By now, you probably have figured out that a lot of the things you can do to go green also save you money. Changing to CFLs. Turning down the thermostat. Carpooling. Etc.
We had already done a lot in those categories (although I am still looking for a workable carpool). I thought we had done all we could do until I got our January electric bill. We have a heat pump, so most people could have told me it would be bad. I just had no idea.
So, we started by turning the thermostat down to 55 (F) when we left for work. The Exotic Foreigner ordered us a programmable thermostat. I conducted an informal survey on Facebook regarding where other thermostats were set. Most were between 68 and 72, and ours sat at the lower end of that spectrum. And then someone floored me with a response of 60 degrees all day and all night!
I'll have to wait until the bill comes to report on our savings, and even then, we will wait to see the effects of the programmable thermostat. I am thinking we may take it much lower during the day, and somewhat lower at night. It may be next winter before we have definitive results. But what I can tell you about the green side of things is that:
According to several sources including wearewhatwedo.org, turning down the thermostat by 1 degree C (1.8 degrees F) can reduce carbon emissions by .89kg/day.
We reduced our thermostat by 4.5 degrees C (20 to 15.5), so we are reducing our impact by about 4.5 kg of carbon emission per day.
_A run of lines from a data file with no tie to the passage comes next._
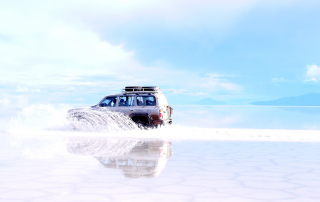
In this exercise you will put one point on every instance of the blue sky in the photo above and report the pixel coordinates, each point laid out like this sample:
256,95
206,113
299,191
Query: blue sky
235,51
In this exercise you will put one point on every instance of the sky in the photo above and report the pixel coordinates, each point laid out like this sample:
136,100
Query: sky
237,51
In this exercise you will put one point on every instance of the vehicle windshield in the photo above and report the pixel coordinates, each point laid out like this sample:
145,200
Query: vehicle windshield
126,101
109,102
146,101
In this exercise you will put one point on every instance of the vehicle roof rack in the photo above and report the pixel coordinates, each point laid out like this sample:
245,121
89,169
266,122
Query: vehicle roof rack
139,89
Now, I have heard that the programmable thermostats are all the rage when it comes to saving energy. Can anyone tell me why my uncle thinks that turning down the thermostat for some time periods does not save money? He argues that using the emergency heat strips uses more energy than it's worth. Are we all being duped by the programmable thermostat push? Or are older heat pumps the only ones this applies to? Or doe they, yes, use more energy heating up but less energy than if we were keeping the house that warm to begin with? Does it depend on the size of your home?